“Are you sure?”
“Yep.” His voice is so deep it sounds almost dangerous. “Why?”
I laugh. “It just sounds like you’re at work.”
“Nah. Well, okay, I am. Was,” he corrects. “But now I’m upstairs.”
“Oh, in your kinky sex dungeon?” Flashes of that ghostly apartment come alive in my mind, and I fight a blush thinking of the rope he used to tie me down.
“Mm,” he rumbles. “You think it’s kinky?”
“Isn’t it?”
He laughs. “I like that it is for you. Damn, now I’m going to have an even harder time not thinking of you when I’m up here.”
“What is it for you?” I press, ignoring the way his words swoop through me. “I remember you said you liked the quiet.”
“Yeah, I do,” he agrees. “I guess it’s a home away from home? My cabin at the ranch is hardly cozy. No curtains on the wall, not much food in the fridge. And . . . it’s where my parents lived before they took over the main house. I was pretty little when we left it, but I remember they weren’t the best days. Hard memories, I guess. I feel lighter in the apartment. Always have.”
I nod, understanding. “I’m sorry.”
He snorts. “What do you have to be sorry about?”

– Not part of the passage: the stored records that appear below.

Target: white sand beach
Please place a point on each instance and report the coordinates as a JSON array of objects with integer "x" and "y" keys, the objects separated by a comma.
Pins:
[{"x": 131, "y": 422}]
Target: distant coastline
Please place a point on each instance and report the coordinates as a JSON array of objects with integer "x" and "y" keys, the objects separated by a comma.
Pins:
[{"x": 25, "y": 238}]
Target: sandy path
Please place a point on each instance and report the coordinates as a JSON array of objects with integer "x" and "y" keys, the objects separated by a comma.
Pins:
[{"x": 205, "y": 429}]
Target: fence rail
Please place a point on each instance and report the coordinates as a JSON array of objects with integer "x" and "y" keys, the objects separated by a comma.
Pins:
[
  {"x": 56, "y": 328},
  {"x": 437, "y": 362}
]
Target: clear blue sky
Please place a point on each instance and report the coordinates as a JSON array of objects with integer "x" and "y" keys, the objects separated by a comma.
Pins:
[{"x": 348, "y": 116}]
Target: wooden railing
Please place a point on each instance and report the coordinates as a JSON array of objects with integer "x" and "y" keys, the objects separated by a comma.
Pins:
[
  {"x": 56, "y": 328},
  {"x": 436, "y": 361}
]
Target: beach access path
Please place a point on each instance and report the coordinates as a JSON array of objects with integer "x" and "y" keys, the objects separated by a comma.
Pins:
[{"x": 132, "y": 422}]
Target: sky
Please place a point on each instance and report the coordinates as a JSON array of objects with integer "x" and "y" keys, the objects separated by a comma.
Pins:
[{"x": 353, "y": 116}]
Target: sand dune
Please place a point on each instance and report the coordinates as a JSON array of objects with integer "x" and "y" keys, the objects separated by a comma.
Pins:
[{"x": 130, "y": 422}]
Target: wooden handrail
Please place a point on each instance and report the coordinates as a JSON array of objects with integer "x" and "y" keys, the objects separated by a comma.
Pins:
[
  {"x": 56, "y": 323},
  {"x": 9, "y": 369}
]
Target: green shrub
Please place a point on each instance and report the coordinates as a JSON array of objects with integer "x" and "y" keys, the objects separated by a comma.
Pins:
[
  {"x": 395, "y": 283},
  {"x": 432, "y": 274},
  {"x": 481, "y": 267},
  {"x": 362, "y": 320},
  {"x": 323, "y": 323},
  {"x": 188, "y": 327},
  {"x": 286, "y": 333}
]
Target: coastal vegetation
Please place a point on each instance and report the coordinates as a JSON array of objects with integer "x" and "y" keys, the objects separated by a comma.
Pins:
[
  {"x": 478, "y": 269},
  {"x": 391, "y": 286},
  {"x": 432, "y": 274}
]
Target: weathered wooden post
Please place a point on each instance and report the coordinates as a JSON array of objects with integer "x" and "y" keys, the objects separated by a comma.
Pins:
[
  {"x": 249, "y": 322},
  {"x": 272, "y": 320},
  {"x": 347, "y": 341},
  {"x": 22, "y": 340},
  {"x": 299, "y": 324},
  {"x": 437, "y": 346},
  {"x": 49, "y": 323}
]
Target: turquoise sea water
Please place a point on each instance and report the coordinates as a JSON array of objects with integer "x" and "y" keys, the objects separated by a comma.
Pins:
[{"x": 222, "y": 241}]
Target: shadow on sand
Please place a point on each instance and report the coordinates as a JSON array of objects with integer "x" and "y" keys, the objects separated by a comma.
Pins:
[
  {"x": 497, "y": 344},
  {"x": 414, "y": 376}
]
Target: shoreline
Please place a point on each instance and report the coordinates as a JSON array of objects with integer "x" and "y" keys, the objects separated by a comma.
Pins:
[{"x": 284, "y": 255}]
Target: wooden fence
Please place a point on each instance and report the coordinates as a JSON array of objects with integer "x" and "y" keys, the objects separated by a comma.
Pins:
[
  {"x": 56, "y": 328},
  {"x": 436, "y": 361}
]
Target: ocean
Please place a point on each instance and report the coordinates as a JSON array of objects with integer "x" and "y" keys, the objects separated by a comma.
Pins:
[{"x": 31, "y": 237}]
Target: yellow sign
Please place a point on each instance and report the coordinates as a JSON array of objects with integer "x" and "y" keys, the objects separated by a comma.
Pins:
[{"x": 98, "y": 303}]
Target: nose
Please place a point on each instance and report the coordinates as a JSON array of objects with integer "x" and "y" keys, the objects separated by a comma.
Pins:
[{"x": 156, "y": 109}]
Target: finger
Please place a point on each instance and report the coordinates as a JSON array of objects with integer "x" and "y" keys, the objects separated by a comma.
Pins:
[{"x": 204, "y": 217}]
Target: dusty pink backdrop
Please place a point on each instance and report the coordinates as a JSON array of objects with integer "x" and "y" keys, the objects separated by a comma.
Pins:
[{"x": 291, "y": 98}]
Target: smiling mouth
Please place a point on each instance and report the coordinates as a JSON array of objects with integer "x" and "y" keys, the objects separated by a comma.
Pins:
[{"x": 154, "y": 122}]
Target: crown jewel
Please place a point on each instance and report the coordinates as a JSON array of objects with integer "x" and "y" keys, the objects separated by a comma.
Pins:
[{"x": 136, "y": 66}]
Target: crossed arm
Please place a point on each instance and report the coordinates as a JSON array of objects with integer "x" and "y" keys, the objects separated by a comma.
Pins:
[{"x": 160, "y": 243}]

I give myself a second to muster up the words. “For all the shit you have on your plate. That you feel like you have to hold it all in. I was . . . I was worried about you. The other night.”
He sighs. “I know. I shouldn’t have just shown up like that.”

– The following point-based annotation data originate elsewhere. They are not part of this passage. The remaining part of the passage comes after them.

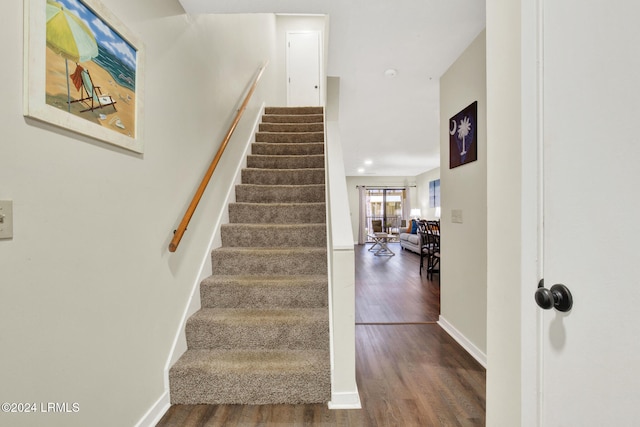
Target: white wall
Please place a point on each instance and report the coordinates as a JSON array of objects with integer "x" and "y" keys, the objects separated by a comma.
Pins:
[
  {"x": 422, "y": 186},
  {"x": 89, "y": 295},
  {"x": 464, "y": 246},
  {"x": 512, "y": 187}
]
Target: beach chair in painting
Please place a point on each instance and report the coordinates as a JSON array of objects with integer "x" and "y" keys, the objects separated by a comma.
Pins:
[{"x": 90, "y": 95}]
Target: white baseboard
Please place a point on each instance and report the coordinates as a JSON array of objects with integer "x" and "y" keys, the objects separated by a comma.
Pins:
[
  {"x": 345, "y": 400},
  {"x": 155, "y": 413},
  {"x": 474, "y": 351}
]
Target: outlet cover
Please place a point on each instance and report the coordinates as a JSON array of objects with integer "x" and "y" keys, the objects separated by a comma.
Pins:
[
  {"x": 6, "y": 219},
  {"x": 456, "y": 216}
]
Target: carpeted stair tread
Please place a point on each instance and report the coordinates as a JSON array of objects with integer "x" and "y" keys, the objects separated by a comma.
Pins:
[
  {"x": 238, "y": 328},
  {"x": 251, "y": 377},
  {"x": 309, "y": 148},
  {"x": 262, "y": 161},
  {"x": 289, "y": 137},
  {"x": 283, "y": 176},
  {"x": 237, "y": 291},
  {"x": 292, "y": 118},
  {"x": 292, "y": 111},
  {"x": 257, "y": 193},
  {"x": 261, "y": 335},
  {"x": 277, "y": 213},
  {"x": 291, "y": 127},
  {"x": 281, "y": 235},
  {"x": 269, "y": 261}
]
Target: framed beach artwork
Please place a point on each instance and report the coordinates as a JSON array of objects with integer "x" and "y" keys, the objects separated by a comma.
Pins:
[{"x": 83, "y": 71}]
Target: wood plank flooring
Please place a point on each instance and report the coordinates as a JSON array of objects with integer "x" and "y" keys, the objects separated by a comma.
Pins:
[{"x": 409, "y": 371}]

“No, no. I’m glad you did. I always want you to show up when you need a friend.”
“A friend?”
“Aren’t we?”
“Hm.” A pause stretches out between us and I hear faint rustling on the other end of the line. “Maybe.”

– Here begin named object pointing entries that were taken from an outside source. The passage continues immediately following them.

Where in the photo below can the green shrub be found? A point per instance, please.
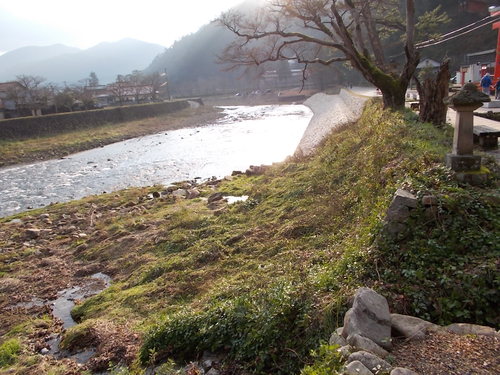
(265, 330)
(9, 351)
(327, 361)
(446, 267)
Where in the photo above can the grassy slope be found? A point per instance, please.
(268, 279)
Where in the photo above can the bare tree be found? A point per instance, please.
(329, 31)
(119, 88)
(32, 95)
(153, 82)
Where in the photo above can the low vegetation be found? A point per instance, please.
(266, 281)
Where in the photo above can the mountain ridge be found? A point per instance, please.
(59, 63)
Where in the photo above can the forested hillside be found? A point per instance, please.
(191, 63)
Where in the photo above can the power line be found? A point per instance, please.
(459, 32)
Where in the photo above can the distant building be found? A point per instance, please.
(8, 93)
(428, 63)
(476, 65)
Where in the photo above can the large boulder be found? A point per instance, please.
(363, 343)
(357, 368)
(410, 327)
(471, 329)
(371, 361)
(369, 317)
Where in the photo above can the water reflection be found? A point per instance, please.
(245, 136)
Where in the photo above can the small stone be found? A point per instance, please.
(363, 343)
(357, 368)
(215, 197)
(336, 339)
(369, 317)
(371, 361)
(402, 371)
(180, 193)
(404, 198)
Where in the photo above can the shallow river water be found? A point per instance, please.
(246, 135)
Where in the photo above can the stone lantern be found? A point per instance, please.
(465, 102)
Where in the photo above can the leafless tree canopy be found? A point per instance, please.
(328, 31)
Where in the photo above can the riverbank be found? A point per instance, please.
(263, 281)
(54, 147)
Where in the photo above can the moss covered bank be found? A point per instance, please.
(260, 282)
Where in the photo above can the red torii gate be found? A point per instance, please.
(495, 11)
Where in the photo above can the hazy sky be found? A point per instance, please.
(86, 23)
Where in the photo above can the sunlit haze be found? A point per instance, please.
(83, 24)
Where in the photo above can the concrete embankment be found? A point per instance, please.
(330, 112)
(29, 127)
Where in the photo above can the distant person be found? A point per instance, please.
(486, 83)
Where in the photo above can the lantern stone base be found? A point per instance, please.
(475, 178)
(460, 163)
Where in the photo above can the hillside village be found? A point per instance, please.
(371, 249)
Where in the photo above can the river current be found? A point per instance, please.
(244, 136)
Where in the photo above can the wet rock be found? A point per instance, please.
(471, 329)
(180, 193)
(362, 343)
(429, 200)
(255, 170)
(371, 361)
(402, 371)
(220, 211)
(369, 317)
(399, 209)
(357, 368)
(345, 351)
(9, 284)
(193, 193)
(215, 197)
(410, 327)
(33, 233)
(336, 339)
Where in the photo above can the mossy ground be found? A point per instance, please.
(265, 281)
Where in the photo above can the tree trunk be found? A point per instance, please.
(432, 92)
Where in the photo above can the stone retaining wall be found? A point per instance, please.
(330, 112)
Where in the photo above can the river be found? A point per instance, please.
(244, 136)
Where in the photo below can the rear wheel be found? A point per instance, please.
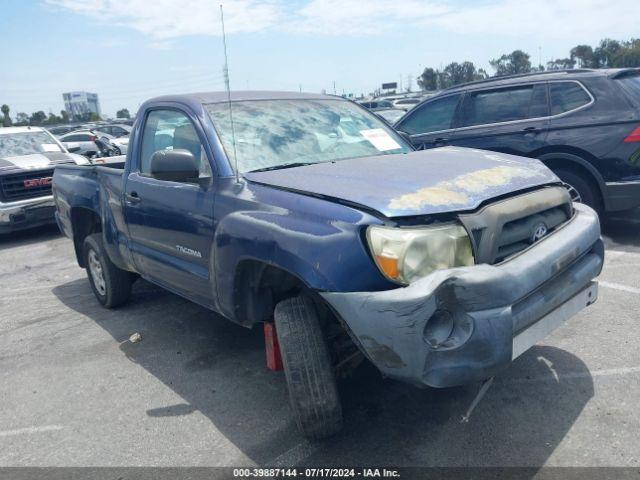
(110, 285)
(313, 392)
(581, 189)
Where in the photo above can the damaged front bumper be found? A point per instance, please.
(461, 325)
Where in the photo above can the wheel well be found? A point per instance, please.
(84, 223)
(258, 287)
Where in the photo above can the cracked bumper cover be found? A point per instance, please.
(498, 311)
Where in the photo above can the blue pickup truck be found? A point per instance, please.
(308, 213)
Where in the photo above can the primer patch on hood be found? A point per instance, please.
(458, 190)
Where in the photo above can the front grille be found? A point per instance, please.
(505, 228)
(21, 186)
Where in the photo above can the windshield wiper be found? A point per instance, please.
(283, 166)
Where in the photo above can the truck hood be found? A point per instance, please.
(39, 161)
(440, 180)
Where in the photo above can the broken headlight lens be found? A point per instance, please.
(408, 254)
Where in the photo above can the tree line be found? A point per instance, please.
(40, 118)
(608, 54)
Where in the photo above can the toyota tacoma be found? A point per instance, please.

I want to throttle him. “Be honest, Rhett. Are you okay?”
But he doesn’t answer. “Can I ask you something?”
I sense the shift in his tone, imagine the hard set of his jaw. “Of course.”
“There’s some shit going on at home. My brother’s wife . . . she’s sick.”
I set the box of cheesecake down on my counter in the kitchen and spin to stare at the far wall. “Brooks’s wife?”
“Yeah.”
I swallow. “How sick?”
“It’s not good,” he says.
“Shit,” I whisper. Liam and his brothers flood my mind, and my chest squeezes. No wonder Rhett looked like he was being pulled under the tide.
“I guess that answers my question.” He exhales. “You didn’t know?”
“Of course not,” I say quickly. “How would I?”
He sighs again, and this time I hear the relief in it. “I’m sorry. It’s somehow gotten out and . . . I didn’t know how big the story might be. In town, I mean.”